Better funding = better (more) exploits = better pen-test tool.  Not that Metasploit isn't already awesome, because it is, but this will make Metasploit turn another corner in its (already successful) evolution.

I applaud HD's (and of course everyone else on the Metasploit team's) work, and may this acquisition further the success of the platform.

Read more about the purchase here.


-- Joel Esler | http://blog.joelesler.net | http://twitter.com/joelesler

12 comment(s)


Well so much for that...Rapid7 is a JOKE. They tried to sell my company their amazingly overpriced product...hounded me until I had to send them an email to cease....hope they don't screw up Metasploit too much :(
My only concern is that it Metasploit will go the way of Lopftcrack after it was acquired, ie, nearly died on the vine.
I agree that Rapid7's sales people are VERY persistent, and their product is quite expensive. I don't think that HD Moore will allow Metasploit to die, and we can expect good things in the future for Metasploit!
Two things: did I miss the meeting where we decided it no longer mattered if we knew when to use principal versus principle? The press release is yet another example of this. If that's the level of attention to detail we can expect from Rapid7, well, let's hope they give HD free reign as well.

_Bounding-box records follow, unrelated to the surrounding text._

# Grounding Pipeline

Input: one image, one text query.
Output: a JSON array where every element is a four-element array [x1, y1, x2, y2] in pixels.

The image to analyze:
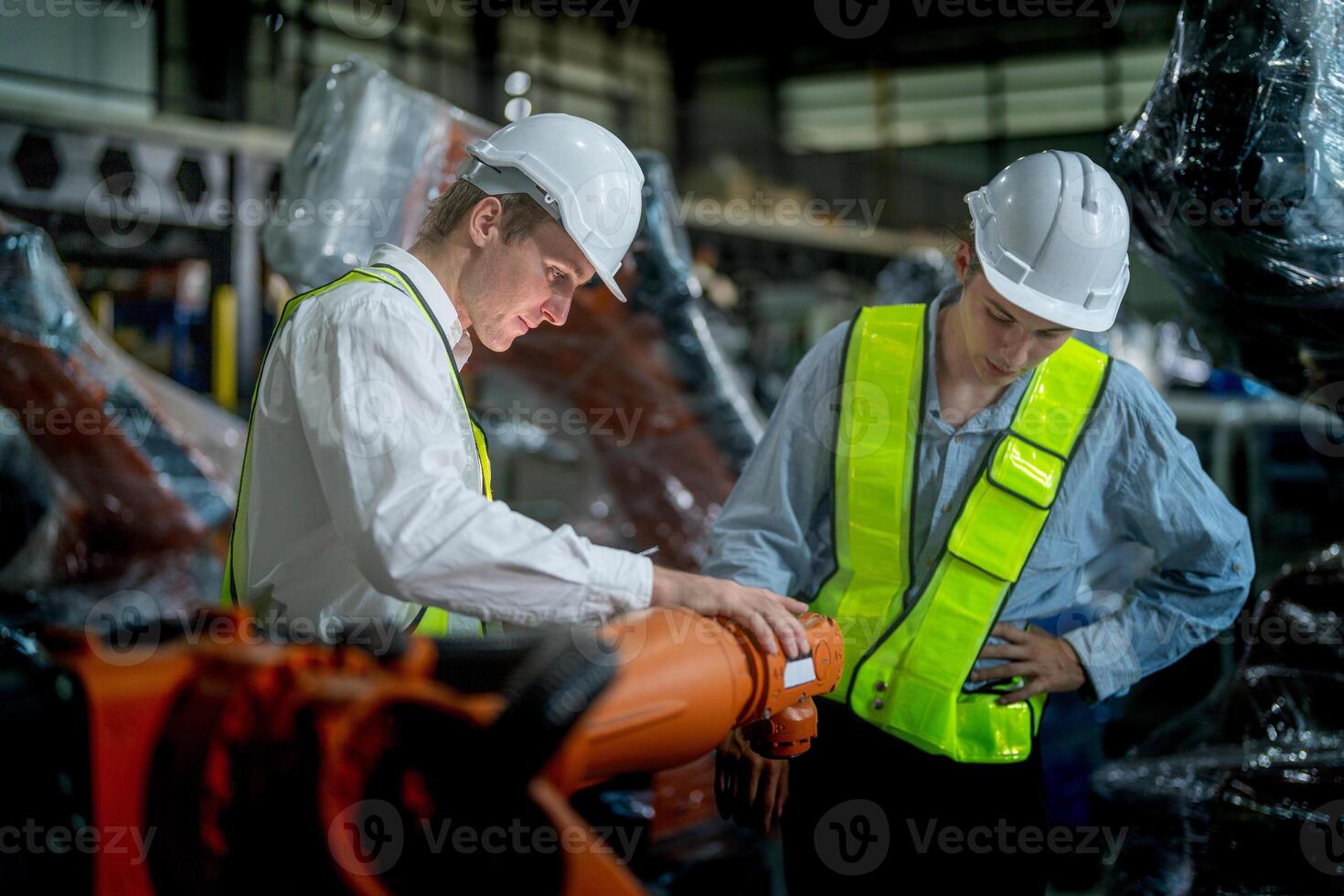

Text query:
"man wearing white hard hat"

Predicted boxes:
[[704, 151, 1254, 893], [223, 114, 805, 656]]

Second, doesn't this present a larger litigation target? Suing an open source project is just goofy; suing a security company for (arguably) selling attack tools and the means of defending yourself... That seems to me to be the kind of thing attorneys could spend time writing about. Not too hard to cast Rapid7 in the role of the heavy in a brief intended for non-savvy judges or jurors.
Perhaps they will put a privacy policy on the web site now so IP addresses cannot be shared with anyone.
Rapid7 is terrible. I have had to hang up on their "used car" sales staff a few times. I have grave concerns that Metasploit is Metatoast. Tenable kept Nessus alive, so it is possible this won't ruin it.
So, keep the good stuff for paying customers for X number of days before giving it up to the kidz or those who cant afford the licensing. OK, this is an understandable business decision but joel its shortsighted to flatly assume that commercial funding behind an OSS'd project is a good thing. The model may work for sourcefire and its paying customers, but not those who used the flagship project under its previous deployment umbrella. The same goes for other assimilated formerly OSS'd projects that became mainstream, despite their rather dubious beginnings and intentions, and borderline hinky associations.
Its a good thing I can write my own sigs and occasional exploit so I can try to keep up with those who can pay for having the data once its purchased from the exploit writers.
Good luck for cashing out I suppose there, HD, but I dont think this is a good thing for traditional users of Metasploit.
Three words: Network Associates, PGP.
Here's to hoping it doesn't turn out like that fubar. RIP metasploit freedom.
Well, I am putting my hopes in that OSS projects being well funded is a good thing, a la, the model we have at Sourcefire. (Snort, Daemonlogger, ClamAV, etc) Metasploit is still BSD licensed, and is still community driven. As for dealing with Rapid7's sales guys, I have no idea, I've never had to.
NAI bought PGP. Turned it to crap. Company spun itself back off eventually.
Symantec bought the l0pht. Buried it. Company spun itself back off eventually (just l0pthcrack, but really, that's the only tool they sold beside the web site proxy for testing stuff that I can't remember the name of).
Nessus built their own company called Tenable. No more open source, but reasonable licensing.
Snort created Sourcefire. Still open source. Still monetarily viable.
CACE took over Ether^H^H^H^H^HWireshark (sort of). Better than ever.
Hopefully, this Metasploit buy will continue the positive trend... but I sort of doubt it.